Un cas d’école, dans le champ de la bande dessinée, fut celui de la bande dessinée underground américaine à la fin des années soixante. Né de la contre-culture et proche du mouvement hippie, ce mouvement encourageait l’expression personnelle, prônait l’affranchissement par rapport à tous les tabous de la société américaine et choqua les bien-pensants en faisant l’apologie de la drogue et de l’amour libre. Or, les dessinateurs underground, Robert Crumb en tête – qui ne fit jamais mystère de sa misogynie – ne tardèrent pas à être virulemment attaqués par les féministes parce que, tout rebelles qu’ils étaient, ils perpétuaient les clichés sexistes les plus traditionnels. Sur ce point, la contre-culture ne valait pas mieux que la culture établie. Surgirent alors des publications underground de femmes, telles Wimmen’s Comix (1972-1992) ou Tits & Clits (1972-1987), à travers lesquelles une génération de dessinatrices pionnières cherchèrent à faire entendre leur propre voix. Même si toutes ne se revendiquaient pas du féminisme, elles avaient au moins en commun de vouloir s’assumer comme sujets.

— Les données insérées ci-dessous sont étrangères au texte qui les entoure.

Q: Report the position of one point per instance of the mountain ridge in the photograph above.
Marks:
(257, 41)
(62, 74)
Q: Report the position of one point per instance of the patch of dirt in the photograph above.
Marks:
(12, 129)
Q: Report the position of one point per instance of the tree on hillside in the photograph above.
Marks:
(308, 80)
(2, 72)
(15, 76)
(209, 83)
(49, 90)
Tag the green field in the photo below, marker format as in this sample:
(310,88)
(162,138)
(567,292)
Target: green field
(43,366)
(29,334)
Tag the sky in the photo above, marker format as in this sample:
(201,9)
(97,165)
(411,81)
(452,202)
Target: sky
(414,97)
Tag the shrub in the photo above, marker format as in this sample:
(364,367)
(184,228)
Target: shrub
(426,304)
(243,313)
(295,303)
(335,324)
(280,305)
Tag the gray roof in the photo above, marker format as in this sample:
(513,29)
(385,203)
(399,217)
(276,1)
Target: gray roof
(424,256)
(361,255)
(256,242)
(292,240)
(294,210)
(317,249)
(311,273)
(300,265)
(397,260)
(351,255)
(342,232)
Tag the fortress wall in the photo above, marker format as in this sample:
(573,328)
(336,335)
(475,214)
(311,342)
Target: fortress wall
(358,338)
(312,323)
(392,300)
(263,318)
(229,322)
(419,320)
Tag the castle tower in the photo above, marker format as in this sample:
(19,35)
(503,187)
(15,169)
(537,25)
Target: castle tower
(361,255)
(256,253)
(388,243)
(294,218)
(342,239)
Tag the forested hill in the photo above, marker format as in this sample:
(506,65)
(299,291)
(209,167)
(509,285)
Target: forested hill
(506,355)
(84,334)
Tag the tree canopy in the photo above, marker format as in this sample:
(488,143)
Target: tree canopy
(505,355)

En dépit de tous les espoirs placés depuis des années dans un rééquilibrage entre les deux sexes, la plus grande enquête conduite à ce jour sur le sujet a montré en 2012 que la bande dessinée est encore une pratique de lecture plus masculine que féminine. « La proportion de femmes n’en ayant jamais lu est plus de deux fois supérieure à celle des hommes (32 % contre 14 %) » et, « même lorsqu’elles sont lectrices, [les femmes] en lisent en moyenne moins que les hommes [et] déclarent un rythme de lecture plus irrégulier » (Evans et Gaudet, 2012 : 4). Mais la profession d’auteur de bande dessinée, elle, en revanche, se féminise nettement depuis le début des années 2000, même si les femmes ne comptent encore que pour un peu moins de 15 % de l’ensemble des professionnels. Et des segments de la production parmi les plus populaires, comme les mangas des catégories shôjo (pour jeunes filles) et josei (pour femmes adultes) ou, plus récemment, la bande dessinée dite « girly », ciblent à nouveau un public de lectrices. L’impact de ce phénomène sur la représentation des femmes demande à être examiné de plus près.
Force est de constater que les évolutions récentes de la bande dessinée, en termes de genre (gender) et de genres (littéraires) n’ont pas mis un terme à la stéréotypie dénoncée plus haut. Comme l’a noté Peeters, celle-ci se marque à la fois dans les rôles que l’imaginaire de la bande dessinée réserve aux femmes et dans les codes de la représentation. Aujourd’hui encore, la femme continue d’être, dans un trop grand nombre de productions dessinées, traitée en objet.
Il faut considérer à part les personnages féminins situés aux deux extrémités du spectre des âges. Pour quelques gamines qui sont des pestes (ainsi Lucy dans les Peanuts de Schulz), on compte davantage de petites filles touchantes, espiègles, ou faisant montre de répartie et de caractère, au bon sens du terme (de l’Espiègle Lili à Lou en passant par Mafalda). Dans ce registre, la bande dessinée nord-américaine tend même à se montrer gentiment féministe. Sans même parler d’une icône comme la Little Orphan Annie (1924) de Harold Gray, dont la résilience en fait pratiquement une super-héroïne, la Nancy d’Ernie Bushmiller domine son petit camarade Sluggo sur tous les plans (intelligence, astuce, culture, plan économique), et c’est même elle qui le défend contre un petit dur quand il est racketté. Little Lulu bat également à plate couture son ami Tubby.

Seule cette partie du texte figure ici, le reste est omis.